Durante milenios muchas culturas, tradiciones, religiones y prácticas espirituales diferentes han considerado el profundo vínculo existente entre el hombre y la naturaleza.

La psicología es la ciencia que estudia el comportamiento humano y ha llegado a comprobar que no es posible entender al hombre sin estudiarlo en interrelación con el contexto que lo rodea, lo que implica la consideración del entorno social y el ambiente natural en el que vive.

Habitualmente pensamos nuestra salud mental asociada a la vida interior y a la relación que tenemos con otras personas. Poco tenemos en cuenta el vínculo que establece la persona con el ambiente natural y su importancia para el bienestar psíquico.

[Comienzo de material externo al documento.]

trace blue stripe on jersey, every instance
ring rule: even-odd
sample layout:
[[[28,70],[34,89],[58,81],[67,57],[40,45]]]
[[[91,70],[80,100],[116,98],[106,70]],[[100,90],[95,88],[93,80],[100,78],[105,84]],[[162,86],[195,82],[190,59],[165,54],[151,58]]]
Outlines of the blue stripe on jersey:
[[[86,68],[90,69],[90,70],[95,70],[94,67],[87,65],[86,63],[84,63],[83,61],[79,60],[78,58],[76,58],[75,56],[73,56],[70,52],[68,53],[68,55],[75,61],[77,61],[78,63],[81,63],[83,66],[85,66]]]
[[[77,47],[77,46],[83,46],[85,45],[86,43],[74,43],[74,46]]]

El beneficio de estar en contacto con la naturaleza va más allá del disfrute, del vivir algo agradable. Varios estudios científicos han demostrado que las experiencias en la naturaleza pueden contribuir al bienestar psicológico. La persona establece con la naturaleza una relación emocional, simbólica (le otorgamos significados, sentidos) y espiritual.

Los aromas, sonidos, estímulos visuales y táctiles de los elementos de la naturaleza al atraer nuestra atención nos “desconectan” de los estímulos ansiógenos de la vida cotidiana, lo cual ayuda a frenar el fluir de pensamientos rumiantes (repetitivos) que perturban. Resulta así un efecto tranquilizador que alivia la angustia y proporciona un estado de relajación no solo psíquica sino física potenciado por el que proporciona el movimiento corporal (al caminar, andar en bici, trotar).

Hay algo de la constancia y repetición de los movimientos en el contexto natural que nos relaja: dan la tranquilidad de que lo que esperamos que pase, pasará, anulando por momentos la incertidumbre propia de la vida humana.

Se ha comprobado que inmiscuirnos en este acto observador nos ayuda a abstraernos, a disminuir el protagonismo de lo racional dando lugar a otras experiencias asociadas a la sensación y a la intuición frecuentemente dejadas de lado. Además mejora las funciones cognitivas: la memoria y la atención, la imaginación, la creatividad y el rendimiento escolar de los niños.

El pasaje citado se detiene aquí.